Recorded Music – Performance, Culture and Technology

Research wins prestigious award

Recorded Music Performance, Culture and Technology

In November 2011 Amanda received the Ruth A. Solie Award for her latest book, Recorded Music: Performance, Culture and Technology, published by Cambridge University Press in 2010.

The award was made by the American Musicological Society for “a collection of essays of exceptional merit”. Recorded Music is described by Margot Fassler, Chair of the Award Committee, as: “A pioneering collection, building on and surpassing the theorising of Walter Benjamin and Theodor Adorno on the ways we think about and study recorded sound. Recorded Music heralds a shift towards sound studies and resonates with many observable directions in the field today, from studies of stagings, performances, rehearsals, the physicality of playing instruments, and issues surrounding multiple takes.

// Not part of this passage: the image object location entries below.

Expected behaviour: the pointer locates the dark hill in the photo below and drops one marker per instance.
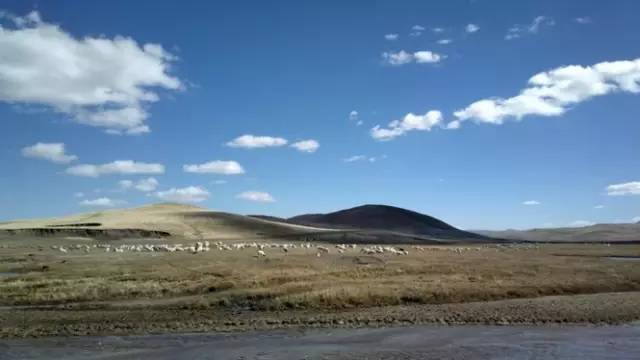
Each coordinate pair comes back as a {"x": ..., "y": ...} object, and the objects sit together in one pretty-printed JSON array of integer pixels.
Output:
[{"x": 385, "y": 218}]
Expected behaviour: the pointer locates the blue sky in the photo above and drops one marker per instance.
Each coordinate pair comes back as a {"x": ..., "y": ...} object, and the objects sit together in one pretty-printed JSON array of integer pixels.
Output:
[{"x": 485, "y": 137}]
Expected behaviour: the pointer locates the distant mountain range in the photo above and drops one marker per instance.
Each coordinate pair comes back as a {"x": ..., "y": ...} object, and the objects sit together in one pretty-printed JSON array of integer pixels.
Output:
[
  {"x": 593, "y": 233},
  {"x": 385, "y": 218},
  {"x": 361, "y": 224}
]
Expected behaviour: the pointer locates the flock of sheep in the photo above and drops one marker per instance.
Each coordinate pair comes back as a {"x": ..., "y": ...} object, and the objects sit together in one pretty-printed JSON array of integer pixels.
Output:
[{"x": 262, "y": 249}]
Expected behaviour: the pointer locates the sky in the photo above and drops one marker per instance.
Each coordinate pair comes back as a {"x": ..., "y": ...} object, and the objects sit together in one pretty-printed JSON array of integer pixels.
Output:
[{"x": 485, "y": 114}]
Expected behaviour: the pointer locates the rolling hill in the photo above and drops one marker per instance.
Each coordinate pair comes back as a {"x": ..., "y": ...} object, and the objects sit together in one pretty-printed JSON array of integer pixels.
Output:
[
  {"x": 593, "y": 233},
  {"x": 160, "y": 220},
  {"x": 363, "y": 224},
  {"x": 387, "y": 219}
]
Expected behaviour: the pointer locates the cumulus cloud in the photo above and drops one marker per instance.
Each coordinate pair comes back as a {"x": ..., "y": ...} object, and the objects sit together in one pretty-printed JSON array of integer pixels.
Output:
[
  {"x": 253, "y": 142},
  {"x": 355, "y": 158},
  {"x": 420, "y": 57},
  {"x": 144, "y": 185},
  {"x": 54, "y": 152},
  {"x": 225, "y": 167},
  {"x": 629, "y": 188},
  {"x": 186, "y": 194},
  {"x": 410, "y": 122},
  {"x": 95, "y": 81},
  {"x": 116, "y": 167},
  {"x": 583, "y": 20},
  {"x": 580, "y": 223},
  {"x": 471, "y": 28},
  {"x": 125, "y": 184},
  {"x": 551, "y": 93},
  {"x": 516, "y": 31},
  {"x": 308, "y": 146},
  {"x": 101, "y": 202},
  {"x": 354, "y": 116},
  {"x": 257, "y": 196}
]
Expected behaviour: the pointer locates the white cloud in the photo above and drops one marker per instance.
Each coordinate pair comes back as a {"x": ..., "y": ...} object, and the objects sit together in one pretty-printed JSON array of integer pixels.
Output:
[
  {"x": 125, "y": 184},
  {"x": 96, "y": 81},
  {"x": 551, "y": 93},
  {"x": 580, "y": 223},
  {"x": 408, "y": 123},
  {"x": 371, "y": 159},
  {"x": 54, "y": 152},
  {"x": 427, "y": 57},
  {"x": 354, "y": 116},
  {"x": 308, "y": 146},
  {"x": 257, "y": 196},
  {"x": 400, "y": 58},
  {"x": 421, "y": 57},
  {"x": 116, "y": 167},
  {"x": 215, "y": 167},
  {"x": 101, "y": 202},
  {"x": 630, "y": 188},
  {"x": 354, "y": 158},
  {"x": 516, "y": 31},
  {"x": 583, "y": 20},
  {"x": 253, "y": 142},
  {"x": 186, "y": 194},
  {"x": 471, "y": 28},
  {"x": 144, "y": 185}
]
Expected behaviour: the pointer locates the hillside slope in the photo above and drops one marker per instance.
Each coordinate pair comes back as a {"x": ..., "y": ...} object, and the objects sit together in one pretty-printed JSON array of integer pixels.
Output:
[
  {"x": 386, "y": 218},
  {"x": 158, "y": 220}
]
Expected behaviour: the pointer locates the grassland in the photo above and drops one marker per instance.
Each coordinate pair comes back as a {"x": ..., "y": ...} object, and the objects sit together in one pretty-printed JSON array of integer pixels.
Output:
[{"x": 51, "y": 288}]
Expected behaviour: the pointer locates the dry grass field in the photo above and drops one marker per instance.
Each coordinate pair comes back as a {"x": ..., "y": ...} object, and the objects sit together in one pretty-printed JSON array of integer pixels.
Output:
[
  {"x": 85, "y": 289},
  {"x": 299, "y": 279}
]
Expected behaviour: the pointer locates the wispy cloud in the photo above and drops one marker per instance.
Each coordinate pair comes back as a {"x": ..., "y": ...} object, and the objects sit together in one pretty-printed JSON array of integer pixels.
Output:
[
  {"x": 256, "y": 196},
  {"x": 517, "y": 31},
  {"x": 54, "y": 152},
  {"x": 97, "y": 81},
  {"x": 553, "y": 92},
  {"x": 308, "y": 146},
  {"x": 583, "y": 20},
  {"x": 116, "y": 167},
  {"x": 224, "y": 167},
  {"x": 187, "y": 194},
  {"x": 471, "y": 28},
  {"x": 254, "y": 142},
  {"x": 410, "y": 122},
  {"x": 420, "y": 57},
  {"x": 628, "y": 188}
]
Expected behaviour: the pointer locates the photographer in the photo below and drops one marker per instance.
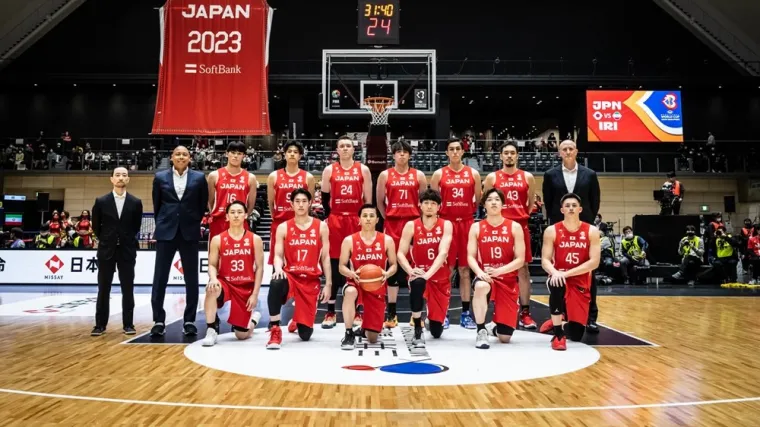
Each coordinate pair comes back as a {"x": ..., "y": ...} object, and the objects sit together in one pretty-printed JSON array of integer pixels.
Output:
[
  {"x": 634, "y": 254},
  {"x": 724, "y": 265},
  {"x": 692, "y": 249}
]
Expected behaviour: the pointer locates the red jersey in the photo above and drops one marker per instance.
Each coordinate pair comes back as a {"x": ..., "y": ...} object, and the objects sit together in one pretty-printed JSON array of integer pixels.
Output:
[
  {"x": 425, "y": 247},
  {"x": 303, "y": 248},
  {"x": 572, "y": 249},
  {"x": 402, "y": 194},
  {"x": 457, "y": 193},
  {"x": 228, "y": 189},
  {"x": 515, "y": 189},
  {"x": 346, "y": 188},
  {"x": 496, "y": 246},
  {"x": 374, "y": 253},
  {"x": 237, "y": 262},
  {"x": 284, "y": 184}
]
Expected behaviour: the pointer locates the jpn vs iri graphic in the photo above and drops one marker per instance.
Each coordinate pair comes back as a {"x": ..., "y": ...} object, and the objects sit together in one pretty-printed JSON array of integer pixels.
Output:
[{"x": 634, "y": 116}]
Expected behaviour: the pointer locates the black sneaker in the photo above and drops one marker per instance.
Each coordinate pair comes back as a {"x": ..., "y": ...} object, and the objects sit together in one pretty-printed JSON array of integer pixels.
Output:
[
  {"x": 157, "y": 330},
  {"x": 189, "y": 329},
  {"x": 348, "y": 340}
]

“The interdisciplinary treatment of the subject is invigorating, especially in the contributors’ discussions of mash-ups, electronic mediation as musical meaning, and the democratisation of production from elite specialists to mass users.”

The American Musicological Society (AMS) was founded in 1934 to advance research in the various fields of music as a branch of learning and scholarship. 3,600 individuals and 1,100 institutional subscribers from over 40 nations participate in the Society.

Reviews & endorsements

Recorded Music is very well conceived and makes a unique contribution to the field. Moreover, it is expertly written and impeccably edited, and arguably belongs in every music library.’ The Journal of Music and Meaning

‘The polyphony of perspectives presented here is likely to generate a good deal of interesting discussion among graduate students, whilst the accessibility and concise nature of the chapters as individual accounts makes this a very useful tool for teachers of undergraduate courses.’ British Journal of Music Education.